From: Hofmann, Jim (jhofmann@Exchange.FULLERTON.EDU)
Date: Tue Apr 10 2001 - 15:20:27 EDT

  • Next message: Hofmann, Jim: "RE: Jonathan Well's Icons of Evolution"

    Regarding the claim that textbook authors are oblivious to these issues,
    checkout textbook author Kenneth Miller's comments on the links below.
    Sorry, the URL's are so long that they probably wrap.

    Jim Hofmann

    -----Original Message-----
    From: Adrian Teo
    Sent: 4/10/2001 11:31 AM
    Subject: Jonathan Well's Icons of Evolution

    Jonathan Wells, Senior Fellow of the Discovery Institute, presented at
    Whitworth College on his new book, Icons of Evolution, last night. I
    thought it was a polished presentation, and he did not go into the ID
    argument at all. His point was that the majority of evolutionary biology
    textbooks used discredited examples to support the Darwinian claims of
    common descent and modification. For example, the widely used peppered
    moths example to illustrate natural selection is based on doctored
    photos and the mistaken understanding that those moths actually rested
    on the tree trunks. The so-called Darwin's finches used as examples of
    speciation was based on extrapolation of data, and in actual fact, the
    data showed no net evolutionary changes, but rather, minor variations.
    He also talked about the well-known (among biologists but apparently
    still in textbooks) Haeckel drawings of embryos in different stages of
    development. Archaeopteryx was another example of misinformation. Wells
    made the claim that many professional biologists are not even aware of
    these problems because they have been trained with these textbook
    examples as well and never thought to question them. I am wondering if
    these perceptions of Wells are accurate, and if so, this is a major
    problem. Can ASA do something about this?
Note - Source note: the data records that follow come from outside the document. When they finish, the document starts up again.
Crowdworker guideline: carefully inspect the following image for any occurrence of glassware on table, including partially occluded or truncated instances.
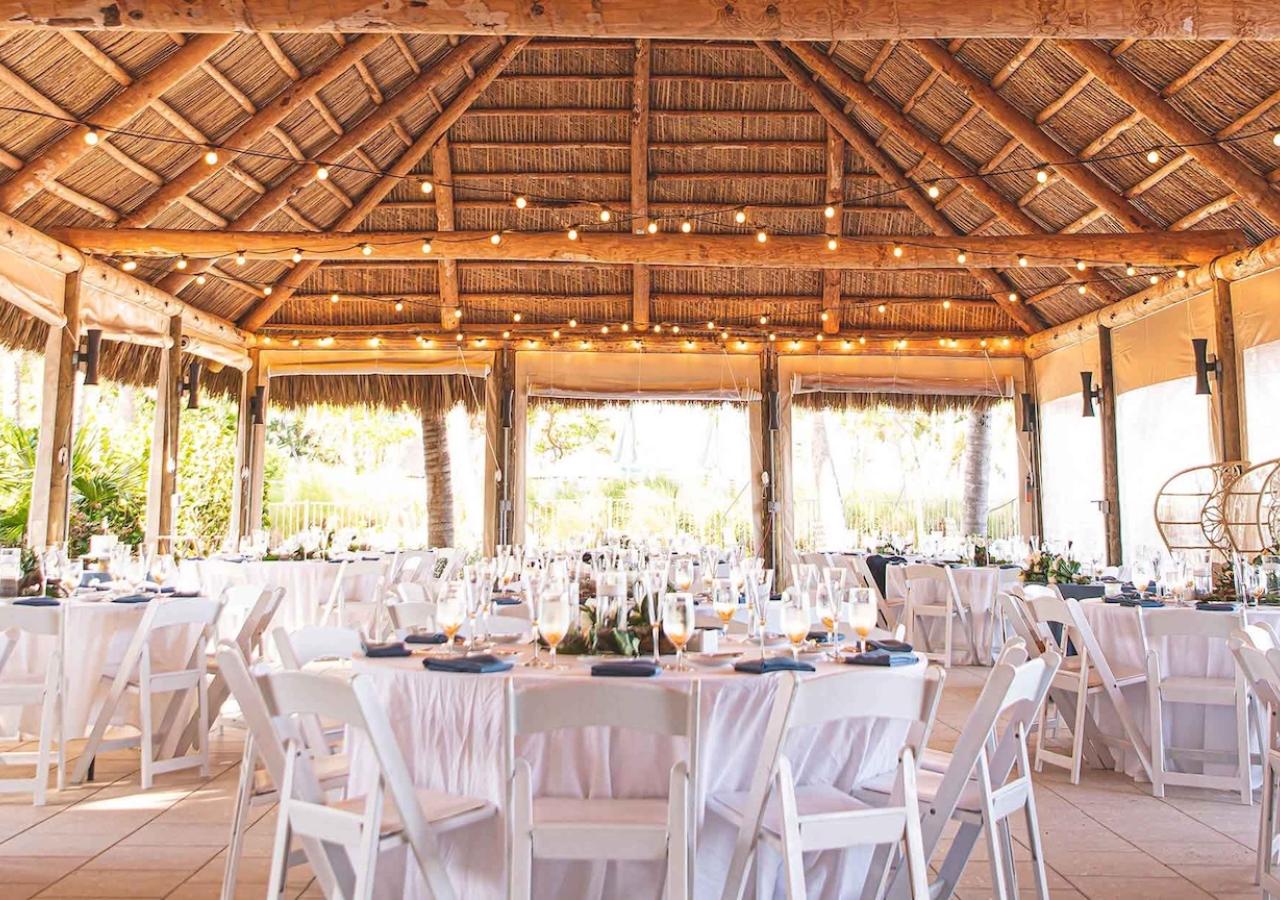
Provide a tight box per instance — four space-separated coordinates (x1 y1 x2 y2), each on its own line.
782 588 810 659
846 588 877 653
662 593 694 672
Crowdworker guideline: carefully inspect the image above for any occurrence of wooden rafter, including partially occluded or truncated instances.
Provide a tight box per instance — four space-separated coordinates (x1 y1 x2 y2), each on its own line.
243 38 529 330
758 42 1043 333
160 37 494 293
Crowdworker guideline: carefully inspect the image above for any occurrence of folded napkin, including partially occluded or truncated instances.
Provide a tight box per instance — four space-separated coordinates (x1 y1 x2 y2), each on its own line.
867 638 915 653
422 653 511 675
404 632 449 644
845 650 920 666
809 629 845 644
733 657 818 675
591 659 662 679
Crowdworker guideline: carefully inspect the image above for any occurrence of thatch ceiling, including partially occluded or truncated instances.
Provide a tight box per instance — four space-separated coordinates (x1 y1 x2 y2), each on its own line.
0 31 1280 334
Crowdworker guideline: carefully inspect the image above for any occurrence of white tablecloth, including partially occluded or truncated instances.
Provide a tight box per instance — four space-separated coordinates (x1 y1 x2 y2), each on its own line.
884 566 1019 663
352 659 924 900
183 559 388 630
1080 600 1280 777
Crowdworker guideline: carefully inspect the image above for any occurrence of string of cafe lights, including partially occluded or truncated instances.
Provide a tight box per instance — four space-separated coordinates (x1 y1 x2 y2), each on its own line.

Should publishers be persuaded
    to be more careful with what they put out?

    One parent asked a very good question of what she could do, given that
    the school district spent thousands of dollars on these textbooks and
    that some science teachers have been quite reluctant to admit nor see
    the errors in these books (applies to physics texts as well). Wells did
    not really have an answer for her.